This is an early draft. Content may change as it gets reviewed.

A matrix is a rectangular grid of numbers:

$$A = \begin{pmatrix} 1 & 2 & 3 \ 4 & 5 & 6 \end{pmatrix}$$

This is a $2 \times 3$ matrix: 2 rows and 3 columns. The entry in row $i$, column $j$ is written $A_{ij}$.

Three ways to think about a matrix

  1. A table of data. Each row is a data point; each column is a variable. A corpus of 500 texts measured on 67 features is a $500 \times 67$ matrix.

  2. A collection of vectors. The rows are row vectors; the columns are column vectors. You can think of a matrix as stacking vectors together.
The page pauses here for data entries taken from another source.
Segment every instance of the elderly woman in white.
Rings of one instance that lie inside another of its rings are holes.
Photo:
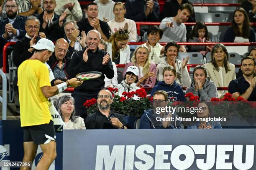
[[[84,119],[75,116],[74,104],[74,100],[70,95],[61,96],[58,99],[55,107],[65,123],[63,129],[86,129]]]
[[[114,88],[118,89],[119,96],[123,96],[122,94],[123,92],[131,92],[140,89],[140,88],[137,86],[136,84],[138,81],[138,74],[139,70],[137,67],[131,66],[128,68],[125,72],[124,80],[120,84],[114,87]]]

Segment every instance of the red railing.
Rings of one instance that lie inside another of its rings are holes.
[[[129,42],[129,45],[141,45],[145,43],[146,42]],[[226,46],[254,46],[256,45],[256,42],[177,42],[179,45],[214,45],[216,44],[222,43]],[[162,45],[164,45],[167,42],[159,42]]]
[[[146,91],[150,91],[152,89],[152,88],[143,88],[143,89],[145,89]],[[218,87],[217,90],[228,90],[228,87]],[[187,89],[186,87],[182,87],[182,90],[185,90]],[[73,92],[74,91],[74,88],[67,88],[67,89],[65,90],[66,92]]]
[[[3,48],[3,71],[5,73],[6,73],[6,63],[7,54],[6,54],[7,47],[10,45],[13,45],[15,44],[15,42],[7,42]],[[129,45],[141,45],[145,43],[145,42],[129,42],[128,44]],[[215,44],[218,42],[177,42],[179,45],[214,45]],[[226,46],[254,46],[256,45],[256,42],[223,42],[223,43]],[[167,42],[160,42],[160,44],[162,45],[164,45]],[[124,67],[124,65],[121,66],[118,66],[119,65],[117,65],[117,67]],[[193,67],[193,66],[191,66]],[[240,67],[240,66],[239,66]],[[189,68],[188,69],[189,69]]]
[[[86,6],[88,4],[91,3],[91,1],[79,2],[80,5]],[[123,2],[125,3],[125,2]],[[160,8],[164,5],[164,2],[159,2],[159,5]],[[240,3],[194,3],[193,6],[194,7],[237,7],[240,5]]]
[[[141,35],[141,25],[159,25],[161,22],[136,22],[137,29],[137,33],[140,36]],[[196,22],[184,22],[186,25],[195,25]],[[231,25],[231,22],[205,22],[206,26],[229,26]],[[252,22],[251,25],[256,25],[256,22]]]
[[[6,72],[6,63],[7,63],[6,59],[7,58],[7,48],[10,45],[13,45],[16,43],[16,42],[8,42],[4,46],[3,49],[3,71],[4,73]]]

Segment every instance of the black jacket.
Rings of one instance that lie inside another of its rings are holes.
[[[144,12],[146,2],[144,0],[126,0],[125,5],[126,13],[125,18],[136,21],[158,22],[160,20],[159,4],[154,0],[152,13],[148,17]]]
[[[181,5],[185,3],[188,3],[193,6],[193,4],[188,0],[182,0]],[[161,13],[162,19],[166,17],[174,17],[176,16],[178,13],[179,6],[180,5],[177,0],[167,0],[165,1],[164,6],[164,10]],[[195,22],[195,20],[194,10],[193,13],[191,15],[187,22]]]
[[[26,31],[25,29],[25,21],[27,19],[27,17],[18,15],[15,21],[13,24],[13,28],[17,30],[18,30],[20,32],[20,35],[17,37],[19,40],[20,40],[26,35]],[[5,33],[5,25],[6,24],[10,23],[8,18],[3,18],[0,20],[0,35],[1,38],[1,40],[3,40],[4,44],[6,43],[8,40],[4,40],[2,38],[2,35]]]
[[[67,68],[68,68],[69,63],[70,62],[71,59],[70,58],[67,57],[67,56],[63,58],[62,60],[62,62],[65,63],[65,66],[64,66],[64,72],[67,75],[67,78],[69,79],[69,74],[67,73]],[[59,61],[57,60],[56,58],[56,56],[55,56],[55,53],[54,52],[53,53],[52,55],[49,58],[49,60],[47,62],[47,64],[49,65],[52,71],[54,71],[54,67],[56,66],[56,65],[59,63]],[[55,80],[57,80],[58,78],[55,78]]]
[[[110,37],[110,29],[108,25],[107,22],[100,20],[99,20],[100,21],[100,29],[101,29],[103,34],[104,34],[105,36],[107,37],[107,38],[108,39]],[[90,25],[88,20],[88,19],[87,18],[78,21],[77,22],[77,26],[78,27],[78,29],[80,31],[80,32],[82,32],[82,31],[84,31],[87,35],[89,31],[94,29],[93,27],[92,27]]]
[[[42,27],[44,23],[44,19],[43,19],[44,13],[43,12],[40,14],[35,15],[35,16],[37,18],[40,22],[39,32],[44,32],[47,38],[52,41],[56,41],[58,39],[63,38],[63,34],[64,33],[64,28],[63,25],[61,27],[59,24],[59,19],[60,16],[54,12],[54,16],[52,19],[52,26],[51,28],[49,28],[48,24],[47,24],[45,28],[44,29]],[[64,20],[63,23],[64,23],[65,22],[65,20]]]
[[[40,39],[39,36],[37,36],[36,41]],[[21,40],[17,41],[13,48],[13,61],[17,67],[24,61],[30,58],[33,55],[28,51],[29,48],[29,42],[31,39],[25,37]]]
[[[68,67],[68,73],[70,78],[74,78],[76,75],[82,72],[88,71],[98,71],[102,73],[102,76],[95,79],[84,81],[81,85],[75,88],[76,90],[79,90],[83,92],[94,93],[98,92],[104,86],[104,78],[107,77],[111,79],[114,77],[113,65],[110,60],[106,65],[102,65],[102,61],[104,55],[107,52],[99,50],[98,48],[95,52],[88,50],[88,60],[84,62],[83,59],[83,54],[85,49],[78,51],[73,55]]]

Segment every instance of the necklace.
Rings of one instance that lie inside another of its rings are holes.
[[[117,59],[119,57],[119,56],[120,56],[120,50],[119,50],[119,52],[118,52],[118,57],[117,57],[116,58],[115,58],[115,55],[114,55],[114,56],[113,56],[113,58],[114,58],[114,59],[115,60],[116,60],[116,59]]]

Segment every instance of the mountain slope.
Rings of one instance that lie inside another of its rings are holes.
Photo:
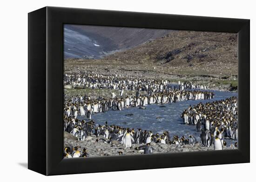
[[[64,58],[98,59],[162,37],[171,31],[65,25]]]
[[[174,31],[163,38],[115,53],[104,59],[154,63],[164,67],[204,65],[214,68],[215,64],[235,64],[236,68],[233,69],[237,70],[237,43],[236,34]]]

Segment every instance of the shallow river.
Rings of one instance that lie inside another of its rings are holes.
[[[104,125],[107,121],[108,125],[115,124],[130,128],[137,128],[142,130],[152,131],[153,133],[162,133],[168,131],[171,137],[178,135],[180,137],[184,135],[188,136],[193,134],[198,139],[201,132],[196,131],[194,125],[185,125],[183,124],[181,115],[183,110],[187,108],[190,105],[197,104],[200,102],[205,103],[226,99],[233,96],[238,96],[237,93],[214,91],[215,97],[208,100],[186,100],[175,103],[167,104],[154,104],[148,105],[146,109],[140,109],[138,107],[129,107],[122,111],[110,110],[104,113],[93,114],[92,119],[95,123]],[[133,114],[132,116],[125,116],[128,114]],[[84,117],[78,117],[80,119],[85,119]],[[199,140],[198,140],[199,141]],[[227,144],[234,143],[235,141],[226,140]]]

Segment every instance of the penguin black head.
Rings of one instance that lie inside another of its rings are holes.
[[[224,146],[226,146],[227,145],[227,142],[226,142],[225,141],[223,142],[223,145]]]
[[[67,158],[67,154],[66,154],[66,153],[64,153],[63,154],[63,157],[64,158]]]

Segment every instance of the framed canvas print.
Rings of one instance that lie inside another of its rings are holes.
[[[249,71],[248,19],[30,13],[28,168],[249,162]]]

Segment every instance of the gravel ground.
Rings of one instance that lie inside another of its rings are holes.
[[[95,135],[88,136],[85,141],[78,141],[77,138],[71,134],[64,132],[64,147],[69,146],[71,148],[75,146],[81,147],[81,150],[85,148],[90,157],[96,157],[104,156],[118,156],[118,152],[121,151],[123,155],[141,155],[143,152],[135,149],[137,147],[144,144],[132,144],[131,149],[125,148],[125,145],[120,144],[117,141],[111,144],[99,143],[96,141],[97,138]],[[103,138],[100,136],[99,138]],[[150,143],[152,147],[153,154],[160,153],[170,153],[179,152],[189,152],[195,151],[208,151],[214,150],[213,144],[209,148],[201,146],[198,143],[193,147],[189,145],[181,145],[180,144],[167,144],[161,143],[156,144],[154,142]],[[235,146],[225,147],[224,150],[237,149]]]

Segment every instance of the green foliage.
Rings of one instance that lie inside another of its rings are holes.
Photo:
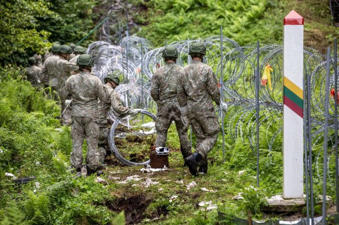
[[[232,0],[227,3],[220,0],[152,0],[139,4],[152,9],[147,15],[135,16],[137,21],[141,23],[147,17],[148,25],[140,32],[141,35],[157,46],[163,45],[165,40],[219,35],[221,25],[224,35],[240,44],[253,42],[253,38],[269,42],[281,40],[279,36],[282,34],[281,27],[274,23],[269,22],[268,25],[262,21],[268,11],[272,10],[271,5],[265,0]],[[280,6],[273,9],[278,10]]]
[[[93,28],[92,9],[96,4],[95,0],[52,0],[49,3],[49,9],[53,13],[41,15],[38,24],[39,29],[51,33],[51,42],[76,43]],[[81,44],[86,45],[86,43],[93,41],[90,38]]]
[[[244,198],[242,206],[245,212],[250,211],[253,214],[259,214],[261,213],[261,208],[267,204],[264,193],[252,186],[245,188],[241,196]]]
[[[50,33],[38,30],[36,18],[52,15],[44,0],[2,0],[0,4],[0,61],[25,64],[26,51],[40,51],[49,46]]]

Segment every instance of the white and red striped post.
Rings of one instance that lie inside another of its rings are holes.
[[[283,195],[304,197],[304,18],[292,10],[284,18]]]

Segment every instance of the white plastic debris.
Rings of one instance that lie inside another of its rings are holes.
[[[237,195],[233,197],[232,198],[232,200],[236,200],[236,199],[243,199],[244,198],[241,196],[242,194],[243,194],[244,193],[243,192],[240,192],[239,194],[238,194]]]
[[[217,192],[217,191],[214,191],[213,190],[208,190],[207,188],[202,188],[200,190],[202,191],[205,191],[206,192],[213,192],[213,193]]]
[[[155,185],[158,184],[159,184],[159,182],[157,182],[156,181],[152,181],[152,179],[151,179],[150,178],[146,178],[145,182],[143,182],[140,184],[141,185],[144,185],[144,187],[147,188],[152,185]]]
[[[190,190],[191,188],[195,187],[196,186],[197,186],[197,184],[195,183],[195,181],[192,181],[186,185],[186,188],[187,188],[187,190]]]
[[[140,172],[141,173],[152,173],[152,172],[158,172],[159,171],[167,171],[168,169],[167,168],[166,165],[164,165],[163,168],[151,168],[150,166],[148,166],[149,165],[147,165],[147,168],[142,168],[140,169]]]
[[[198,204],[199,206],[203,207],[201,209],[202,210],[210,211],[212,209],[216,209],[218,208],[218,206],[216,204],[212,204],[211,201],[208,202],[202,201]]]
[[[155,130],[155,128],[152,128],[151,130],[148,131],[143,131],[142,130],[140,130],[139,133],[140,134],[155,134],[156,133],[156,130]]]
[[[11,174],[10,173],[6,173],[5,174],[5,176],[6,176],[6,177],[12,177],[12,178],[13,178],[13,179],[14,179],[14,180],[17,179],[17,178],[16,176],[13,175],[13,174]]]
[[[155,127],[155,123],[154,122],[149,122],[146,123],[141,125],[141,127],[143,128],[153,128]]]
[[[126,180],[125,180],[124,181],[120,181],[118,183],[119,184],[127,184],[130,181],[139,181],[140,180],[141,180],[141,178],[139,178],[139,175],[134,175],[134,176],[131,176],[130,177],[128,177],[126,178]]]
[[[86,166],[81,167],[81,175],[85,178],[87,177],[87,168],[86,168]]]
[[[107,182],[107,181],[106,180],[101,178],[100,177],[97,177],[97,178],[96,178],[94,180],[95,182],[99,183],[100,184],[107,184],[108,183]]]
[[[171,196],[171,198],[169,199],[169,202],[173,202],[173,200],[176,199],[177,198],[178,198],[178,195],[172,195],[172,196]]]

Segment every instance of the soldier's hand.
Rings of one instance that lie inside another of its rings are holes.
[[[139,114],[140,112],[140,111],[141,111],[141,109],[140,109],[140,108],[135,108],[135,109],[131,108],[129,111],[129,115],[134,117],[134,116],[137,115],[138,114]]]

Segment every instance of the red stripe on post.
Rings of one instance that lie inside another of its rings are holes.
[[[284,25],[303,25],[304,18],[298,13],[292,10],[284,18]]]
[[[292,111],[295,112],[300,117],[304,118],[303,109],[286,96],[284,96],[284,104],[290,108]]]

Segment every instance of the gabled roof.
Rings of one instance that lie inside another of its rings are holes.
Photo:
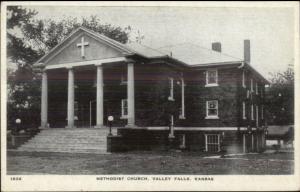
[[[73,38],[76,34],[79,34],[80,32],[86,32],[96,38],[98,38],[99,40],[102,40],[104,42],[106,42],[107,44],[110,44],[113,47],[118,48],[119,50],[121,50],[124,54],[135,54],[134,52],[132,52],[128,47],[126,47],[124,44],[115,41],[111,38],[108,38],[104,35],[101,35],[99,33],[96,33],[92,30],[86,29],[84,27],[79,27],[76,30],[74,30],[73,32],[71,32],[63,41],[61,41],[59,44],[57,44],[55,47],[53,47],[48,53],[46,53],[43,57],[41,57],[38,61],[36,61],[34,63],[34,65],[38,65],[39,63],[43,62],[44,60],[46,60],[48,58],[48,56],[50,56],[52,53],[54,53],[57,50],[60,50],[63,48],[65,42],[67,42],[68,40],[70,40],[71,38]]]
[[[181,63],[189,67],[244,63],[244,61],[240,58],[236,58],[224,53],[207,49],[192,43],[182,43],[153,49],[138,43],[122,44],[118,41],[96,33],[92,30],[86,29],[84,27],[79,27],[76,30],[74,30],[70,35],[68,35],[62,42],[60,42],[58,45],[52,48],[42,58],[40,58],[34,65],[39,66],[39,63],[46,60],[47,57],[49,57],[53,52],[62,49],[66,41],[70,40],[80,32],[85,32],[89,35],[98,38],[99,40],[109,44],[110,46],[119,49],[124,55],[139,55],[148,59],[170,58],[173,59],[173,61],[175,62]],[[253,69],[254,72],[256,72],[262,79],[264,79],[264,77],[260,75],[252,66],[249,65],[249,68]],[[267,82],[267,80],[265,81]]]

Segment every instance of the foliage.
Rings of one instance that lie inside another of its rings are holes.
[[[294,71],[292,66],[283,73],[272,73],[270,82],[266,99],[269,124],[294,124]]]
[[[7,7],[7,56],[16,67],[8,71],[8,128],[16,118],[26,127],[37,127],[40,121],[40,71],[32,64],[55,47],[74,29],[83,26],[121,43],[129,40],[131,27],[102,24],[96,16],[82,18],[34,19],[38,14],[20,6]]]

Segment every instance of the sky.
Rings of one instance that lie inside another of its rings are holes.
[[[142,44],[152,48],[191,42],[243,58],[243,41],[251,42],[251,65],[266,78],[294,62],[293,8],[30,6],[37,19],[98,16],[103,23],[131,26]]]

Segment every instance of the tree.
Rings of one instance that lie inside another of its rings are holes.
[[[39,125],[41,74],[32,64],[74,29],[83,26],[121,43],[128,42],[131,32],[130,26],[123,29],[102,24],[96,16],[82,18],[82,21],[71,17],[54,21],[35,20],[36,14],[35,10],[20,6],[7,7],[7,55],[16,65],[16,69],[8,71],[8,128],[17,117],[27,127]]]
[[[294,124],[294,70],[272,73],[267,90],[266,104],[269,124]]]

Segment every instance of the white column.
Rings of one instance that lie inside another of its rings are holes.
[[[97,66],[96,128],[103,127],[103,67]]]
[[[127,126],[135,126],[135,111],[134,111],[134,65],[127,64],[127,104],[128,104],[128,121]]]
[[[184,105],[184,79],[181,78],[181,116],[180,119],[185,119],[185,105]]]
[[[74,71],[68,68],[68,125],[74,128]]]
[[[47,72],[42,74],[42,97],[41,97],[41,128],[48,127],[48,78]]]
[[[246,135],[243,134],[243,152],[246,153]]]
[[[254,151],[254,135],[252,133],[251,135],[251,149],[252,149],[252,152]]]

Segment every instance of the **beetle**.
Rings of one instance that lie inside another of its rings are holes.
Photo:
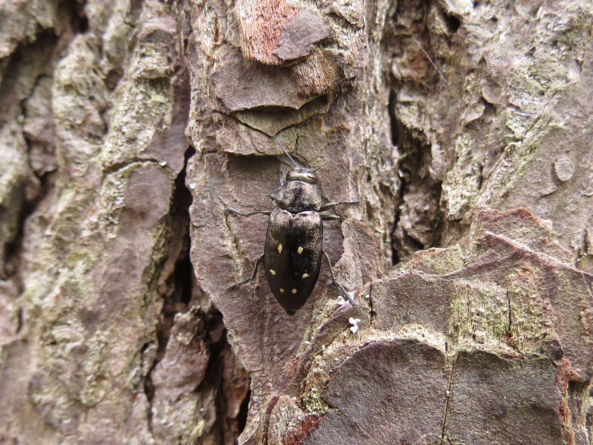
[[[294,164],[294,168],[286,174],[284,181],[280,172],[280,187],[270,193],[274,209],[247,214],[233,209],[225,209],[245,217],[257,214],[269,215],[264,253],[256,261],[253,274],[227,289],[254,279],[257,275],[258,266],[263,261],[266,278],[276,301],[287,314],[294,315],[313,291],[319,276],[323,255],[330,268],[331,282],[337,284],[350,303],[355,305],[351,294],[336,279],[329,256],[321,245],[323,222],[339,220],[340,217],[321,214],[340,204],[354,204],[360,201],[322,203],[321,192],[315,174],[317,170],[346,152],[317,168],[309,169],[299,166],[282,144],[280,147]]]

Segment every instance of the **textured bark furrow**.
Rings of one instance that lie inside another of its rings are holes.
[[[2,65],[2,199],[36,205],[0,286],[2,441],[232,444],[244,422],[248,376],[187,258],[190,93],[168,8],[89,2]]]
[[[293,419],[311,415],[316,421],[300,443],[590,443],[581,413],[589,403],[593,325],[579,314],[593,300],[578,283],[592,278],[550,260],[557,244],[523,209],[477,221],[465,262],[458,247],[420,252],[398,278],[373,284],[372,325],[353,335],[342,325],[329,344],[308,338],[297,368],[306,377],[287,367],[292,383],[272,396],[283,402],[260,432],[268,443],[291,443]],[[519,284],[528,288],[509,293],[509,326],[506,289]],[[534,317],[538,307],[552,319]],[[565,333],[575,322],[582,323],[578,340]],[[509,337],[511,328],[518,330]],[[247,431],[246,443],[259,443]]]
[[[593,443],[592,28],[584,0],[0,1],[0,443]],[[227,289],[266,220],[225,209],[270,209],[279,143],[347,150],[318,173],[361,200],[323,240],[355,306],[324,264],[294,317]]]

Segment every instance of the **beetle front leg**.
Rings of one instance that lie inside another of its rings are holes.
[[[258,210],[257,212],[251,212],[251,213],[241,213],[241,212],[238,212],[234,209],[225,209],[225,211],[234,213],[235,215],[240,215],[242,217],[250,217],[251,215],[257,215],[259,213],[261,213],[264,215],[269,215],[272,213],[272,212],[269,210]]]
[[[340,289],[342,290],[342,291],[344,293],[344,295],[346,295],[346,297],[348,299],[348,301],[350,301],[350,304],[353,306],[356,306],[356,303],[354,301],[354,298],[350,294],[348,293],[348,291],[346,290],[346,288],[344,287],[342,283],[336,279],[336,276],[333,274],[333,268],[331,267],[331,262],[330,261],[330,257],[327,255],[327,253],[324,251],[323,255],[326,256],[326,259],[327,260],[327,265],[330,266],[330,275],[331,275],[331,281],[340,287]]]
[[[244,284],[245,283],[247,282],[247,281],[251,281],[252,279],[254,279],[257,276],[257,266],[259,266],[260,262],[262,261],[262,260],[263,259],[263,255],[264,254],[262,253],[260,256],[260,258],[257,259],[257,260],[256,261],[256,266],[253,268],[253,275],[252,275],[250,277],[249,277],[247,279],[244,279],[241,282],[231,284],[230,286],[227,288],[227,290],[229,290],[229,289],[232,289],[234,287],[237,287],[237,286],[240,285],[241,284]]]
[[[319,211],[324,212],[326,210],[333,209],[336,205],[340,205],[340,204],[355,204],[360,202],[360,199],[356,199],[353,201],[344,201],[343,202],[326,202],[324,204],[321,204],[321,207],[319,208]]]

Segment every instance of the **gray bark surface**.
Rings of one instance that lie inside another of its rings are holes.
[[[0,444],[593,444],[593,5],[0,0]],[[294,316],[282,144],[340,222]]]

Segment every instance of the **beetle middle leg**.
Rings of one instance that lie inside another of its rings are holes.
[[[330,261],[330,257],[327,255],[327,253],[324,251],[323,255],[326,256],[326,259],[327,260],[327,264],[330,266],[330,275],[331,275],[331,281],[340,287],[340,289],[342,290],[342,291],[344,293],[344,295],[346,295],[346,297],[348,299],[348,301],[350,301],[350,304],[353,306],[356,306],[356,303],[355,302],[354,298],[350,294],[348,293],[348,291],[346,290],[346,288],[344,287],[342,283],[336,279],[336,276],[333,274],[333,268],[331,267],[331,262]]]
[[[240,215],[242,217],[250,217],[251,215],[257,215],[259,213],[263,214],[263,215],[269,215],[271,213],[269,210],[258,210],[256,212],[251,212],[251,213],[241,213],[234,209],[225,209],[225,211],[234,213],[235,215]]]
[[[326,202],[324,204],[321,204],[321,207],[319,208],[318,211],[324,212],[326,210],[333,209],[336,205],[340,205],[340,204],[356,204],[357,202],[360,202],[360,199],[355,199],[353,201],[344,201],[343,202]]]
[[[252,279],[254,279],[257,276],[257,266],[259,266],[259,263],[262,262],[262,260],[263,260],[263,255],[264,254],[262,253],[260,256],[260,258],[257,259],[257,260],[256,261],[256,266],[253,268],[253,275],[252,275],[247,279],[244,279],[243,281],[240,282],[235,283],[234,284],[231,284],[230,286],[227,288],[227,290],[228,290],[229,289],[232,289],[234,287],[237,287],[238,285],[240,285],[241,284],[244,284],[248,281],[251,281]]]

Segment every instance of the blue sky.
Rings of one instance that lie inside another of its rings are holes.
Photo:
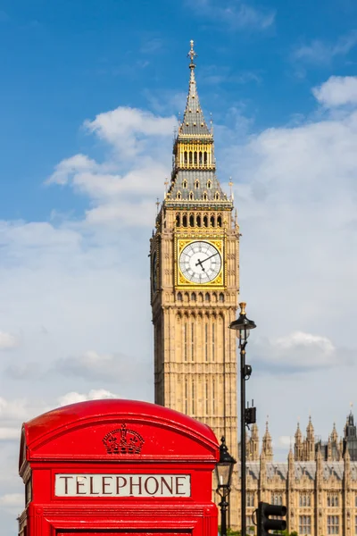
[[[235,185],[261,430],[269,414],[286,459],[299,416],[341,434],[355,402],[355,2],[0,0],[9,532],[22,421],[91,398],[153,400],[148,240],[192,38],[218,175]]]
[[[54,203],[83,209],[80,199],[41,189],[41,179],[54,162],[91,144],[80,131],[84,118],[120,104],[153,109],[154,97],[177,113],[178,104],[164,99],[186,92],[191,38],[200,79],[204,75],[206,110],[220,121],[237,106],[253,118],[254,130],[311,112],[311,87],[331,69],[354,72],[353,2],[252,3],[243,21],[239,3],[218,5],[217,11],[211,0],[156,1],[154,8],[143,1],[3,1],[2,214],[43,219]],[[338,43],[341,52],[334,52]]]

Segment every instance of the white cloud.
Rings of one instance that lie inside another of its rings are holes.
[[[87,196],[92,200],[86,212],[89,225],[151,225],[154,200],[170,175],[175,123],[173,117],[135,108],[100,113],[85,127],[109,145],[110,156],[103,163],[81,154],[66,158],[46,183],[69,185]]]
[[[0,350],[10,350],[19,344],[18,339],[11,333],[0,331]]]
[[[253,349],[261,370],[288,373],[353,364],[353,353],[336,348],[329,339],[295,331],[284,337],[265,338]]]
[[[320,86],[313,88],[312,93],[328,108],[357,105],[357,77],[331,76]]]
[[[151,366],[144,366],[136,356],[122,354],[98,354],[93,350],[79,356],[62,358],[54,364],[55,373],[65,376],[114,381],[120,378],[128,383],[145,381],[150,373]]]
[[[290,436],[280,436],[278,438],[278,442],[282,447],[289,448],[291,445],[294,445],[294,438]]]
[[[245,2],[231,0],[196,0],[189,4],[200,17],[205,16],[220,21],[231,30],[249,29],[264,30],[275,22],[275,12],[264,8],[255,8]]]
[[[87,394],[72,391],[66,393],[58,398],[60,406],[69,406],[78,402],[86,402],[87,400],[101,400],[103,398],[117,398],[117,395],[111,393],[105,389],[92,389]]]
[[[310,44],[301,45],[297,47],[294,53],[294,58],[311,63],[328,63],[334,57],[348,54],[356,43],[356,31],[339,38],[336,43],[313,39]]]
[[[172,136],[174,117],[157,117],[150,112],[120,106],[86,121],[85,127],[113,146],[120,156],[137,156],[147,148],[147,138]]]

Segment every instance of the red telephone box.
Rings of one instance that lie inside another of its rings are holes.
[[[72,404],[22,426],[21,536],[217,536],[206,425],[132,400]]]

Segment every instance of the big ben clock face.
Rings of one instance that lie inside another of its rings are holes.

  3. A transformation. A matrix is a machine: put a vector in, get a different vector out. This is the most powerful perspective, and the one that connects to eigenvalues.

Special matrices

Square matrix: Same number of rows and columns ($n \times n$). Covariance matrices are always square.

Symmetric matrix: Equals its own transpose — the mirror image across the diagonal. Formally: $A_{ij} = A_{ji}$ for all $i, j$. Equivalently, $A = A^T$.

$$\text{Symmetric: } \begin{pmatrix} 4 & 2 & 1 \ 2 & 5 & 3 \ 1 & 3 & 6 \end{pmatrix} \qquad \text{Not symmetric: } \begin{pmatrix} 4 & 2 & 1 \ 7 & 5 & 3 \ 0 & 3 & 6 \end{pmatrix}$$

Symmetric matrices have beautiful properties: all their eigenvalues are real, and their eigenvectors are orthogonal. Covariance matrices are always symmetric.

Identity matrix: The $n \times n$ matrix with 1s on the diagonal and 0s everywhere else:

$$I = \begin{pmatrix} 1 & 0 & 0 \ 0 & 1 & 0 \ 0 & 0 & 1 \end{pmatrix}$$

The identity is the “do nothing” transformation: $I\mathbf{v} = \mathbf{v}$ for any vector. It’s the matrix equivalent of multiplying by 1.

Diagonal matrix: Nonzero entries only on the diagonal. A diagonal matrix scales each dimension independently — stretch one axis by 3, another by 0.5, leave the third unchanged.

The transpose

The transpose $A^T$ flips a matrix across its diagonal: rows become columns and columns become rows. If $A$ is $m \times n$, then $A^T$ is $n \times m$.

$$A = \begin{pmatrix} 1 & 2 \ 3 & 4 \ 5 & 6 \end{pmatrix} \implies A^T = \begin{pmatrix} 1 & 3 & 5 \ 2 & 4 & 6 \end{pmatrix}$$

The transpose appears everywhere: in the definition of symmetric matrices ($A = A^T$), in computing covariance matrices, and in the normal equations for linear regression.